Sheriff refutes rapist's claims of coercion - WMC Action News 5 - Memphis, Tennessee

Sheriff refutes rapist's claims of coercion

By Kontji Anthony - bio | email

DRESDEN, TN (WMC-TV) - Weakley County Sheriff Mike Wilson says convicted serial rapist Bruce Tuck was just trying to get attention when he filed a petition over the weekend to overturn his conviction on 19 combined rapes, kidnappings and robberies.

"Bruce is just playing with you," Wilson said Monday.

Despite taking full responsibility last December, Bruce Tuck, the man dubbed "The Big-Bellied Rapist," claims in his petition that jailers fed him only lettuce will trying to coerce a confession. According to Tuck, when he was finally offered chips and a cold drink, he was quick to confess.

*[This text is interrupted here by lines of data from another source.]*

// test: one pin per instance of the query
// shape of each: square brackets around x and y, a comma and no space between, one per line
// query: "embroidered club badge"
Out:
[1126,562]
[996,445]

"I don't know what he's talking about," Wilson said.

According to Wilson, the 275-pound Tuck ate what the other inmates ate. In fact, in an interview last November, he said food was an issue for Tuck.

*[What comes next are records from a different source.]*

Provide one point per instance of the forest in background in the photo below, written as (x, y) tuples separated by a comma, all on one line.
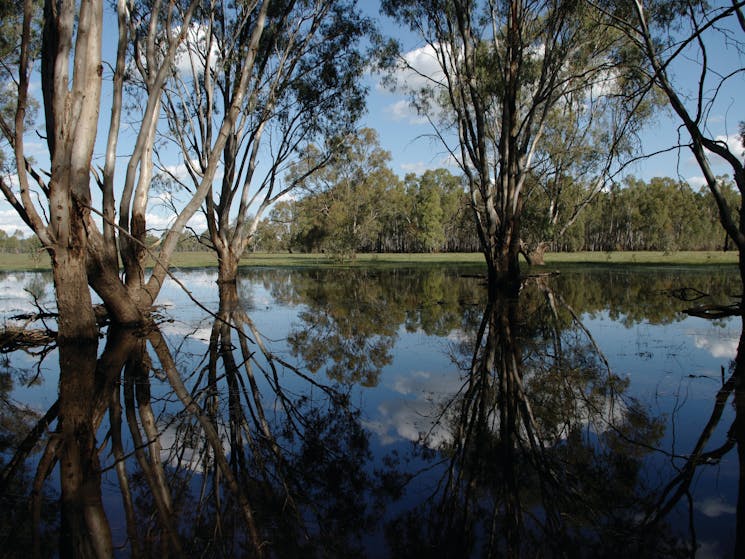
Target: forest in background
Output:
[(430, 213)]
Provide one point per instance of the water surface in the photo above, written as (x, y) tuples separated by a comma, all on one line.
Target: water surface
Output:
[(384, 414)]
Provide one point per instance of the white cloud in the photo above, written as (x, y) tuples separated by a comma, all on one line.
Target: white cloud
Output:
[(714, 507), (419, 167), (419, 68), (718, 347), (733, 142), (403, 111), (696, 181)]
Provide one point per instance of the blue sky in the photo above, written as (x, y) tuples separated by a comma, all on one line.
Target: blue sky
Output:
[(408, 137)]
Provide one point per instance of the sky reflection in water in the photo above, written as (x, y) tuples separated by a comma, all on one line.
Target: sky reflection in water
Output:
[(391, 413)]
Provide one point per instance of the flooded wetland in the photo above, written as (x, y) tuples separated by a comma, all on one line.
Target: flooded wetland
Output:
[(384, 413)]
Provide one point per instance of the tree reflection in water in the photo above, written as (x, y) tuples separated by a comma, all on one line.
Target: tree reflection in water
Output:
[(239, 452), (546, 451)]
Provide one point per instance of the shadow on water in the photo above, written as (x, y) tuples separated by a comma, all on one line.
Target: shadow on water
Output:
[(232, 448)]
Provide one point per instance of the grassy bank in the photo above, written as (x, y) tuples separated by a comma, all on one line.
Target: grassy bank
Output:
[(14, 262)]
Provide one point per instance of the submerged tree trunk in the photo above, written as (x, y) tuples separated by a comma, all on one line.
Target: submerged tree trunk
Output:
[(84, 530), (227, 265), (535, 256)]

"I don't know if he's just testing us or what, maybe throwing his food at one time or another," Wilson said in a November 5th interview.

Monday, Wilson also refuted Tuck's claims that investigators never read Tuck his Miranda rights.

"It's just bogus," he said. "Those things he stated are not true."

And on Tuck's claims investigators unlawfully searched his house without a warrant, Wilson disagrees.

"There was a warrant, a search warrant, to search his house," he said.

Tuck also claims there was another suspect in one of the cases who "lived near the victims," had "reddish-brown hair" and "wore a type of mask not owned by the defendant." 

According to Wilson, Tuck was their one and only suspect.

"He's accomplishing what he's set out to do," Wilsons said. "You guys are reporting on it. I understand you've got to when he makes those accusations, but there's nothing to them."

Tuck's petition accuses the judge of failing to tell him about his privilege against self-incrimination.  That very judge will rule whether or not to overturn the conviction.  If Tuck appeals again, the case goes to federal court in Jackson, Tennessee.